Compresa quest’ultima, indiscusso capolavoro mai rappresentato in Italia prima d’ora, in cui Josef Schuster, fratello di Robert, muore suicida lanciandosi dalla finestra della sua casa affacciata su Heldenplatz. È il grande assente di questa tragedia, colui che non ha resistito a tanta oppressione, colui di cui si parla, colui di cui non si smette di prendersi cura stirando le camicie e contemplando la sua infinita collezione di scarpe, colui che si piange e rimpiange attraverso i vetri della sua casa sgomberata, colui del quale si prova a raccogliere il testimone, colui il cui gesto non suscita invece nessuno stupore, forse solo una benevola invidia per avere semplicemente dato una mano al destino e affrettato il traguardo.
“Non esistere più è il nostro traguardo”, dirà Robert sul finire abbracciando lo spettro del fratello che aleggia sulla scena nelle vesti di un pianista silente che suona brani di musica classica.

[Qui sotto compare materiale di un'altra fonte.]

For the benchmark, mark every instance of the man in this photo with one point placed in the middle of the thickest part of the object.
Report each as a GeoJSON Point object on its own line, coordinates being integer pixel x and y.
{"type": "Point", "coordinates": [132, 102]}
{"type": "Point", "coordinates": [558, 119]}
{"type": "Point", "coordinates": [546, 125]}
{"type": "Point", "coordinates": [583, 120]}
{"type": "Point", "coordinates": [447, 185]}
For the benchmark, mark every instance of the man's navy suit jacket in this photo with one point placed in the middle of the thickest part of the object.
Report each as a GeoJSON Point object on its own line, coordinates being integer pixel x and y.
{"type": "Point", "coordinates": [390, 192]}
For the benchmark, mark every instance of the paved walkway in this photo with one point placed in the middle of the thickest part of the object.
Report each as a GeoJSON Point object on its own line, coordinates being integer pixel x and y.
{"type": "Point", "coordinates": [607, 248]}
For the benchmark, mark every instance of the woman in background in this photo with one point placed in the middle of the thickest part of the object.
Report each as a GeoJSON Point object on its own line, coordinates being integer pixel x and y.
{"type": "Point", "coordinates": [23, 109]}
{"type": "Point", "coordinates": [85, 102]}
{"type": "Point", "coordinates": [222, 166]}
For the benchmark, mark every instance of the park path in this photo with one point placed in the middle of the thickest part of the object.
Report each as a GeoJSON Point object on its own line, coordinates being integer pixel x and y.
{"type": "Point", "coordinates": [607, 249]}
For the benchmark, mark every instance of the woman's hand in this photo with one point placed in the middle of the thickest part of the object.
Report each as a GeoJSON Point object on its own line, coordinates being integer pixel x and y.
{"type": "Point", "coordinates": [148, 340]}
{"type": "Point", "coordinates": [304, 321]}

Sono due opposti complementari, i due fratelli Schuster, due facce che vivono e rivivono l’uno nell’altro: specchiandosi e negandosi e quindi riaffermandosi, il vivo e il morto, il rassegnato e il suicida, l’amante del silenzio e l’amante del caos, dei poeti russi e della musica classica. Uguali e diversi, entrambi vittime della peggiore storia riavvolta come un nastro che arriva fino a noi.
“La tragedia non è la morte di mio fratello: la tragedia è che noi siamo sopravvissuti”.
Tragedia che la vedova Schuster non ha mai cessato di scontare in prima persona, infestata dai fantasmi del passato e dalle voci che sente salire dalla piazza, invocando l’uomo forte, “un regista che li sprofondi definitivamente nel baratro”.
Piazza degli Eroi è uno spettacolo importante, ben diretto da Roberto Andò e molto ben recitato da una compagnia solidissima, dominata da Renato Carpentieri, magnifico, e da una strepitosa Imma Villa nel ruolo della fedele governante, sulla quale si regge quasi tutta la prima parte.
Un plauso a tutti, nessuno escluso. Betti Pedrazzi, Silvia Ajelli, Paolo Cresta, Francesca Cutolo, Stefano Jotti, Valeria Luchetti, Vincenzo Pasquariello, Enzo Salomone. Scene Gianni Carluccio, costumi Daniela Cernigliaro, suono Hubert Westkemper. Lo spettacolo, visto al Teatro Argentina di Roma, ha debuttato al Teatro Mercadante di Napoli che lo ha coprodotto e sarà in tournée fino al 6 marzo.